In the Mediterranean area it is much known that people will shop locally just for their day meals. Markets are set up with produce of fresh fruits and vegetables as well as cheese and meats. At Amali (www., chef Borges, Jr. makes his purchases at the farmer's market in Manhattan's Union Square, the market in the Bronx, and partner with local fisherman from Long Island. They will even get cuts of meat from locally raised animals and do the butchering at the restaurant. You can find the summer months roasting while animals and large cuts of meat outdoors on Fridays and Saturdays.
Amali's is all about using the fresh products with a twist on tastes so that the exact cuisine is not recognizable. I would be best to talk about the tasting, so let's get into the appetizers. Heirloom Tomatoes with basil, basil seeds, sea salt and olive oil (imported). Heirloom tomatoes are meant for a salad as they are a combination of both size and color that vary in taste.
Bake eggplant, roll the slices and add Calabrian chili, honey vinaigrette, a bit a sesame, cilantro and place atop yogurt. The yogurt cools down kick of the chili, even though I didn't find it to be that spicy. Good call on something different!
Burrata di Campagna is imported. The harden part of this really flavorful mozzarella lends way to the whey in the middle.
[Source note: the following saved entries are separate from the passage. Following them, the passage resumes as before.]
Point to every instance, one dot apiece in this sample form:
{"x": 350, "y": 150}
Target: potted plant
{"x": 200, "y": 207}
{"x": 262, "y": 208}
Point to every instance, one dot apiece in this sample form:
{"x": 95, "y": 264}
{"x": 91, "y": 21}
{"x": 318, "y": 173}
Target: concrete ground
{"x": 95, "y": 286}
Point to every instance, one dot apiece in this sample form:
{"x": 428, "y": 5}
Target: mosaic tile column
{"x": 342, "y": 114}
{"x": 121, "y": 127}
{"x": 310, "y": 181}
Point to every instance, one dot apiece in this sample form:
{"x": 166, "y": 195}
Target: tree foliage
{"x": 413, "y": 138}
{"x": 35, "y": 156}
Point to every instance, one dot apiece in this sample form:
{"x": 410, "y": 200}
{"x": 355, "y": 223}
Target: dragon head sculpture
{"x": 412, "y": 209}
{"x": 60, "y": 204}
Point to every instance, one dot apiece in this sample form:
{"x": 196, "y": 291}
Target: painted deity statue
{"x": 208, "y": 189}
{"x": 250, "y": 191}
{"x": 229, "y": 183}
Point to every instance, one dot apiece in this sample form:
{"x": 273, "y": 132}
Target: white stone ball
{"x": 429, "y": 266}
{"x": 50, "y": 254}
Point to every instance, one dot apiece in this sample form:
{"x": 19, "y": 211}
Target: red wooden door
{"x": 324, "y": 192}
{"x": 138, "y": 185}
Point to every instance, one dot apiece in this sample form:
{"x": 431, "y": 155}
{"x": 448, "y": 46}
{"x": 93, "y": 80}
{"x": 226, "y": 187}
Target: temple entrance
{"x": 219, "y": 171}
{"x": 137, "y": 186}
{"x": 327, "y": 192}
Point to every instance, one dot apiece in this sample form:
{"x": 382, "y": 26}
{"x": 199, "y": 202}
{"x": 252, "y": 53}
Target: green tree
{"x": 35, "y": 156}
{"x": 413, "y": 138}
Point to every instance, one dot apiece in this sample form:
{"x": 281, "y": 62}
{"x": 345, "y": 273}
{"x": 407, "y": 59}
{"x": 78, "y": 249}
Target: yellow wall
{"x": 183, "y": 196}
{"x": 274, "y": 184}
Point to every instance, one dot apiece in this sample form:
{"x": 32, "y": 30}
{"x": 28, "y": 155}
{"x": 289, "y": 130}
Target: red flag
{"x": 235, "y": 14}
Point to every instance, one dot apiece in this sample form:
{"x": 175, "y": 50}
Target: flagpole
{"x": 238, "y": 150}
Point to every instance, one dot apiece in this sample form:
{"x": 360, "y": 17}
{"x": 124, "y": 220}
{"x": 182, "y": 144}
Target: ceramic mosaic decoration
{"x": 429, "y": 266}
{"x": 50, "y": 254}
Sprinkle on some Greek olive oil and maldon sea salt, a special kind of sea salt that flakes but doesn't exactly melt if you use it in cooking.
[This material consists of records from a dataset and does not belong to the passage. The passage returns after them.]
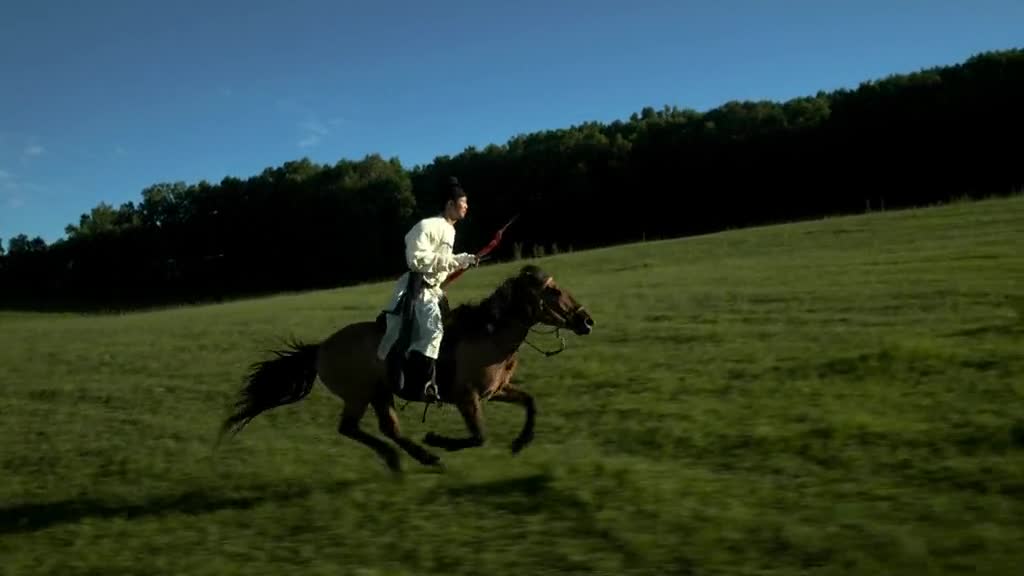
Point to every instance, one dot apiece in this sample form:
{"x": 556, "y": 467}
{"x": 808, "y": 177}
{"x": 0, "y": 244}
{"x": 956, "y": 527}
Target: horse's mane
{"x": 473, "y": 319}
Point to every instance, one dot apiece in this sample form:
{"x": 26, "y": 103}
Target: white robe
{"x": 428, "y": 250}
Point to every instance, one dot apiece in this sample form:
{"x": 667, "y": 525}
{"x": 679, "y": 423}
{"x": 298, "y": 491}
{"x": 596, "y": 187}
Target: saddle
{"x": 398, "y": 368}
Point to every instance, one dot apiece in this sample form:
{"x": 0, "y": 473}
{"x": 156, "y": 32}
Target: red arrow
{"x": 482, "y": 252}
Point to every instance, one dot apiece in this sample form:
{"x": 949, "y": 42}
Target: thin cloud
{"x": 313, "y": 131}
Pastas are made in-house such as the Cappelletti. Char some figs, make a pear puree and fold it in the pasta with mascarpone. Top it with a bit chili, butter and dandelion greens for a unique savory flavor.
You can expect to find lamb on the menu ( the entree choices, not the animal itself). We had slices of lamb from the leg. I don't even remember what it was cooked in or topped with...it was just mouth watering.
Then there was the Seared Scallops with a pistachio puree and crumble, roasted beets, pickled blueberries and greens. I need to crumble up some pistachios and make a few things. This entree was certainly a great combination of flavors.
We're on to dessert. Most interesting was the Katafi Cannoli that certainly combines both the Italian and Greek cuisine. The cannoli shells are made from a cut up filo dough that makes it look at if the filling is in a nest. The stuffing is a sheep's milk ricotta, honey comb and fennel pollen.
Various flavored gelatos are also offered as well as one panna cotta dessert called "Mavrotragano Vin Cotto". The glass of a wonderfully delicious panna cotta (cooked cream with gelatin) is topped with cooked Mavrotragano grapes.
Did I forget to tell you about their making syrups for their own sodas? It is a combo of a fruit and an herb.